I know who they are, these New England Patriots. They're the dumbest smart guys in America.
They're an organization that has won six Super Bowls and 16 division titles in 18 years, that has been the standard for professional sports excellence for a more sustained period than perhaps anyone in history -- and yet every time they enter the living room, they trip over the footstool like Dick Van Dyke.
They're 007, except when they're Maxwell Smart.
They're the guy who shouts "Catch me if you can!" and then runs into a blind alley that ends in a 20-foot brick wall.
They're the guy who steals the Mona Lisa in broad daylight in front of hundreds of witnesses and tries to walk out of the Louvre with it, saying "Nothing to see here!" They're the spy who blends into the scenery by going to a funeral dressed as a circus clown. They're the film crew who says "We're just here to ... shoot a documentary! Yeaaahhh, that's it!"
Yeesh. You'd think such a numbingly competent organization would be smart enough not to try to run the exact same scam that got them in trouble in Spygate a dozen years ago, but, nah. They did it again. And got caught again. And -- here's the kicker -- for the Bengals.
Which, again, mirrors Spygate almost exactly.
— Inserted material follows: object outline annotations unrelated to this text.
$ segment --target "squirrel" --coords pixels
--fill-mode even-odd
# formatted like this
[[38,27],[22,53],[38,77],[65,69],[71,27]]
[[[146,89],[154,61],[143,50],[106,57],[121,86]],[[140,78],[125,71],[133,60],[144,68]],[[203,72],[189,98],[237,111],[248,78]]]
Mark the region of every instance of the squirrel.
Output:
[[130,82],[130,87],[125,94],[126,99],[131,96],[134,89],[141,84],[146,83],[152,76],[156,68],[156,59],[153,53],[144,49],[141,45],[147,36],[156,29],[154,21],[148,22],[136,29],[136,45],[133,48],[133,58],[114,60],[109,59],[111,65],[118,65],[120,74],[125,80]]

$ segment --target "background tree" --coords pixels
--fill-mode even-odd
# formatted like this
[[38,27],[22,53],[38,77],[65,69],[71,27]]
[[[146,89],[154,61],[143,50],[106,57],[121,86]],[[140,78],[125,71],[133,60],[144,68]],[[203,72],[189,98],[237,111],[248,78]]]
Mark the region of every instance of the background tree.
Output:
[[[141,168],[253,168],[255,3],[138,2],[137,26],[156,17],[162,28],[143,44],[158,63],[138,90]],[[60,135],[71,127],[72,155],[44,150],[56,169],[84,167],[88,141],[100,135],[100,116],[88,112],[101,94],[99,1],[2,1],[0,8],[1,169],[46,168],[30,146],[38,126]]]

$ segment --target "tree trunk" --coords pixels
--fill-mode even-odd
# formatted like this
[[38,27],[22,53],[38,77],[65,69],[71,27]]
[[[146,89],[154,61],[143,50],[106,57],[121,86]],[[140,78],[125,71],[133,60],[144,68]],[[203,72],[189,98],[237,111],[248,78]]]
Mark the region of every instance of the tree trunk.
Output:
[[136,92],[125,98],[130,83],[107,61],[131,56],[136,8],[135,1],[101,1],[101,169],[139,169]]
The last time the Sneaktriots got caught pulling the old we're-just-shooting-a-documentary con, they were filming the Jets, who went 4-12 that season. And the Bengals?
The Bengals are, um, 1-12.
The Patriots could beat them if Tom Brady wore Depends and used a walker (which could happen any day now). They could beat them if Cindy Brady was their quarterback. Why bother spying on the Bengals, for God's sake?
And why make it so clumsily obvious by, in the midst of the "documentary" on a Patriots scout, training the cameras on the Bengals' sideline for a full ten minutes?
Don't know if that's plain stupidity or utter hubris. The two do, after all, frequently look a lot alike.
But either way?
Works out to the same thing. Dumb, shake hands with dumber.